You ever seen a place where salary range was done well/fairly?
What interests me about this topic is that there’s so many different approaches to it and not much in the way of settled science about it. While it draws on important findings in economics, finance, psychology, etc. there is no Unified Theory of salary negotiation, so it’s kind of up to the person in charge to figure out what works best for them and their organization.
I think you have some good ideas here with regards to approaches that help companies attract good people to work for them using sound remuneration packages, and at the very least shined a light on some of the seedier practices at work in salary negotiation currently.
With that said, I’ve observed hiring managers/HR managers treat their proprietary approach to salary negotiation as if it is the One True Way; meanwhile they seem to not understand/get really defensive about the flaws in their approach when challenged. This might be OK, but what concerns me is that with the Internet, these imperfect approaches gain a lot more traction than they might otherwise—some enterprising hiring manager might read another person’s approach and think, “DUH THAT’S GENIUS, I’M GONNA DISRUPT MY INDUSTRY BY DOING THIS” without taking the time to deliberate on whether it’d work in the context of their particular company.

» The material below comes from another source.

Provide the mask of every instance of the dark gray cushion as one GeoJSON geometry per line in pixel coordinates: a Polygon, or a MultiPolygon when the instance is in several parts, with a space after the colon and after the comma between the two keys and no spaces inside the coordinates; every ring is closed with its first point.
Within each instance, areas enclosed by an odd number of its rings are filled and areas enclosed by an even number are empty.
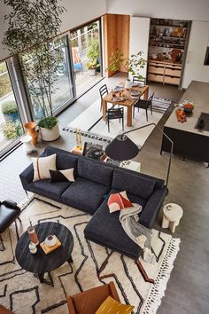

Then, of course, there’s Big Thought (not to be confused with Big Think, which I think IS a valuable resource), a spectrum of copywriters with a toolkit of web design skills whose proponents have successfully convinced people that edgelordy gimmicks=best workplace practices.
Cheers Ted
As I wrote that last paragraph I thought it might be helpful to illustrate an example of what I meant by “spectrum of copywriters with a toolkit of web design skills whose proponents yada yada yada”— Ask A Manager.